Like moths to a flame, most of us are keen to see original artwork from our favorite stars. What would be the subject of a painting or drawing by Michael Jackson, Johnny Cash or Mohammed Ali?
Which art style would Jimi Hendrix prefer to reflect his musical genius or Richard Petty if he didn’t drive race cars?
From sophisticated paintings to whimsical watercolors, the latest exhibition at Gallery 208, The Alex Munroe Collection: Artwork by Celebrities, opening October 11, showcases what multi-talented superstars have created in their personal lives with paint, crayons or watercolors.
The exhibition is as much about the collector as it is about the exhibition. The Alex Munroe Collection: Celebrity Artwork reveals a lot about the collector’s personality, his personal life choices and why he decided to collect over 200 celebrity works.
Curiosity brings you to the gallery to see the original works of the following celebrities: Janice Joplin, John Lennon, Grace Slick, Mohammed Ali, Jacques Cousteau, David Bowie, Paul McCartney, Sid Cesear, Nancy Wilson, Red Foxx, Jimi Hendrix, Tony Curtis, Johnny Cash, Michael Jackson, Charleston Heston, Phyllis Diller and Richard Petty.
You will leave the exhibition with an unexpected and surprisingly pleasant experience. We can compare what we’ve already experienced, the mass media’s way of meeting a celebrity, and contrast it with something that feels personal and private. The more you know about each star, the more you’ll appreciate the experience of seeing the exhibit.
Jimi Hendrix’s career, for example, gained popularity with his first single “Hey Joe” and its follow-up “Purple Haze”. A pioneer and one of the pre-eminent instrumentalists in rock music history, Hendrix manipulated the distortion and feedback of an electric guitar into a kind of fluid language.
While superstar Hendrix is travelling, waiting in a motel room for a concert, or at home – what and why did he choose to paint, and which style best suits the fluid language of his music? Would it be a narrative story and have a character in the picture? What would the character do?
Hendrix was probably sensitive to seeing color as sound. Instead of a narrative style, Hendrix chose patterns and abstract colored shapes to create movement on the surface of the page. Each color chosen creates a rhythm: the color yellow jumps forward, sky blue slows down the repetitive beat and keeps us in a musical pause, while the color deep red, like a symphony slowly gaining volume, gains momentum in the overall composition.
Little did Hendrix need to know that chromesthesia is the name of a neurological phenomenon in which stimulation of one sensory pathway leads to an involuntary experience of another sensory pathway. If we know Hendrix, to enjoy his work we just have to know that a musical genius only chooses colors to create mood and rhythm in his design.
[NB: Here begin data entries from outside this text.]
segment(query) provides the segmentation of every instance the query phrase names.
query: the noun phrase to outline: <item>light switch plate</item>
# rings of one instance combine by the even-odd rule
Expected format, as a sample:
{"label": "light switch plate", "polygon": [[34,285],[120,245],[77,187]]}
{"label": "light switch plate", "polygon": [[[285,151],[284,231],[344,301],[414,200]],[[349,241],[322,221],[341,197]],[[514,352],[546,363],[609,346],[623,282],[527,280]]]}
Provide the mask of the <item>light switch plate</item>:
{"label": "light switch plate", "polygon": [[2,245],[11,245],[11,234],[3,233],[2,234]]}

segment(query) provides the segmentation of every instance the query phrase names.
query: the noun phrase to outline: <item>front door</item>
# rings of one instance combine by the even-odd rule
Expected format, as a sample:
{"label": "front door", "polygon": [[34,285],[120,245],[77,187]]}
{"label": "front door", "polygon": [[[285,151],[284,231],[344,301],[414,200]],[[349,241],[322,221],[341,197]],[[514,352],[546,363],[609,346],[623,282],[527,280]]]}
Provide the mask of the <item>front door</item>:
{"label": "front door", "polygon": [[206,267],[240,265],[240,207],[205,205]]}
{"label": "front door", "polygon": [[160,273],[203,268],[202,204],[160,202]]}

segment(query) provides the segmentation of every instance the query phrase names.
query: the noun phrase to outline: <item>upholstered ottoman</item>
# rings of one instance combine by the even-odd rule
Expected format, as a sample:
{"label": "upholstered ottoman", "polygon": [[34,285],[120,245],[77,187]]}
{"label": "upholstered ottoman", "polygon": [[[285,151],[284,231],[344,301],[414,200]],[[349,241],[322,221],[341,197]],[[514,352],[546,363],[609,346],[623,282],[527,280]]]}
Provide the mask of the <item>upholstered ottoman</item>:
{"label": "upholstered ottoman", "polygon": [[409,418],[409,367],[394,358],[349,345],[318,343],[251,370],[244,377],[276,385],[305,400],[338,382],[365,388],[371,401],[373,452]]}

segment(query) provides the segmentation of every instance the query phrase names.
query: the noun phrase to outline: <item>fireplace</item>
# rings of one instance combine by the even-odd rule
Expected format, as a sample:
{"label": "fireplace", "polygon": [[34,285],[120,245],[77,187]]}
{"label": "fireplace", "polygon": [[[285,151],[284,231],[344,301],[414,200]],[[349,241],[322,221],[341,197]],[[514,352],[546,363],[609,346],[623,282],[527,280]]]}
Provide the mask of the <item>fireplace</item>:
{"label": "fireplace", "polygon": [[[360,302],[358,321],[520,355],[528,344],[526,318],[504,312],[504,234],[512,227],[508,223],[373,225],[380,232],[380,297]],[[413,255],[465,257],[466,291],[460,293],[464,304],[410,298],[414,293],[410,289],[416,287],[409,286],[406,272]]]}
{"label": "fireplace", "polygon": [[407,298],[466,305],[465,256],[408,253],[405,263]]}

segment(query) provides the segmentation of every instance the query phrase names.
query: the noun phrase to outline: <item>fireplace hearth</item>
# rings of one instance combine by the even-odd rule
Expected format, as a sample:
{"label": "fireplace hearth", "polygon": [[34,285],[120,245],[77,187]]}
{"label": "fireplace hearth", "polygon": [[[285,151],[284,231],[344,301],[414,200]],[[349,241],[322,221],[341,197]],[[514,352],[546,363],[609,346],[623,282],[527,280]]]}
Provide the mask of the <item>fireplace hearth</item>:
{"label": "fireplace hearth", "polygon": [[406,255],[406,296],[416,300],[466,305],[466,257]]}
Notably, like Jimi Hendrix, country singer Johnny Cash also uses abstract color patterns. Unlike Hendrix, whose design does not relate to an object or person, Cash’s color mosaic patterns create the image of a moving bird. Centered on the side, Cash’s bird appears to be soaring.
Imaginative, whimsical and minimalist, John Lennon’s watercolor hangs on the gallery wall in contrast to a large painting of cultural icon, actor Tony Curtis. An American film actor known for six decades, he was the most popular in the 1950s and 60s. Of the 100 films Curtis has made, all starring award-winning academy actors, the pop culture generation may know him for his supporting role in Spartacus, or for his daughter Jamie Lee Curtis.
Curtis had a passion and talent for painting in the post-impressionist style. His choice of motifs were colorful still lifes, landscapes and portraits. His painting entitled Red Table is in the Media Wing Collection at the Museum of Modern Art in New York.
Looking at another of his works, the sizeable figurative painting in Gallery 208, visitors will easily recognize the influences of Van Gogh and Henri Matisse. While some of the works in the exhibition reflect a relaxing hobby, Curtis created an extensive body of work during his lifetime and was keenly aware of his intention. Artnet quoted Curtis as saying, “When I paint, I don’t paint shapes; I paint colors.”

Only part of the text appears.